When Philip of Macedon, the father of Alexander the Great, found himself confronted with great difficulties in the siege of Byzantium, he set his men to undermine the walls. His desires, however, miscarried, for no sooner had the operations been begun than a crescent moon suddenly appeared in the heavens and discovered his plans to his adversaries. The Byzantines were naturally elated, and in order to show their gratitude they erected a statue to Diana, and the crescent became thenceforward a symbol of the state. In the temple that contained the statue was a square pavement composed of sixty-four large and costly tiles. These were all plain, with the exception of five, which bore the symbol of the crescent. These five were for occult reasons so placed that every tile should be watched over by (that is, in a straight line, vertically, horizontally, or diagonally with) at least one of the crescents. The arrangement adopted by the Byzantine architect was as follows:—
Now, to cover up one of these five crescents was a capital offence, the death being something very painful and lingering.
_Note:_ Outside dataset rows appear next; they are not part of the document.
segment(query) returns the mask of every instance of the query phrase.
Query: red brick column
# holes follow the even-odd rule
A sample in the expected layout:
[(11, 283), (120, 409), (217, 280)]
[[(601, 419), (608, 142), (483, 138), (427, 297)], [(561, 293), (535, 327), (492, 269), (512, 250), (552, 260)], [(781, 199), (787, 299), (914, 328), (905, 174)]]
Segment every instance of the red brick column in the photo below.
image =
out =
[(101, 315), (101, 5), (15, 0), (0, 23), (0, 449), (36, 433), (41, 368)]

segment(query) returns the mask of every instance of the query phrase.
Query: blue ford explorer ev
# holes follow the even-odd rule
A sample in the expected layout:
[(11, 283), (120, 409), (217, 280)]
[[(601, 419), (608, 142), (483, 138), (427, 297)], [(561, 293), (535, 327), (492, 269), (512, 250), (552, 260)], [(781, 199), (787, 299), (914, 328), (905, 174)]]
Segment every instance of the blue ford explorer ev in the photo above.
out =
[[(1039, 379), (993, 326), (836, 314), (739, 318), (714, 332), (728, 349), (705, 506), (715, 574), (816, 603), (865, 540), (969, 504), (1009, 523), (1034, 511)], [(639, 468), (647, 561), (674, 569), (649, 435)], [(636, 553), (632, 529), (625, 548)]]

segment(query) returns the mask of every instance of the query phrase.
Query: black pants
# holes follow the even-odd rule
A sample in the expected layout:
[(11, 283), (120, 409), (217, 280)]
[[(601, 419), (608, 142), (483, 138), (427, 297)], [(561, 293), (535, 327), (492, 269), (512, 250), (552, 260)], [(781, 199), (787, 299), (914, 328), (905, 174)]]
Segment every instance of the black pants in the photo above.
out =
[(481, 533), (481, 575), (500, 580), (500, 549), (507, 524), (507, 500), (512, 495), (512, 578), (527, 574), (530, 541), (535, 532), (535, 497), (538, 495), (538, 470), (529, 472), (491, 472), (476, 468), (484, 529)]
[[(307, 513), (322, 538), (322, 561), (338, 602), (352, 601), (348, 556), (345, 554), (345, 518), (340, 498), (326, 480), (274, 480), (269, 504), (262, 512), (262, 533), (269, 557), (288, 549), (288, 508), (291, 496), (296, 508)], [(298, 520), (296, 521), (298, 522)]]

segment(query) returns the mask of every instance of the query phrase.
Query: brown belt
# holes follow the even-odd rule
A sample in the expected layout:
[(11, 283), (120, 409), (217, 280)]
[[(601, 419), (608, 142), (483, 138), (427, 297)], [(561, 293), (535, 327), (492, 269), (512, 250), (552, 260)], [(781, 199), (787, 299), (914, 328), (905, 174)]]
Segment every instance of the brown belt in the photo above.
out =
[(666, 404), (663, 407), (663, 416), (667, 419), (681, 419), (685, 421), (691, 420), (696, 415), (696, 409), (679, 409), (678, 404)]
But on a certain occasion of festivity it was necessary to lay down on this pavement a square carpet of the largest dimensions possible, and I have shown in the illustration by dark shading the largest dimensions that would be available.
The puzzle is to show how the architect, if he had foreseen this question of the carpet, might have so arranged his five crescent tiles in accordance with the required conditions, and yet have allowed for the largest possible square carpet to be laid down without any one of the five crescent tiles being covered, or any portion of them.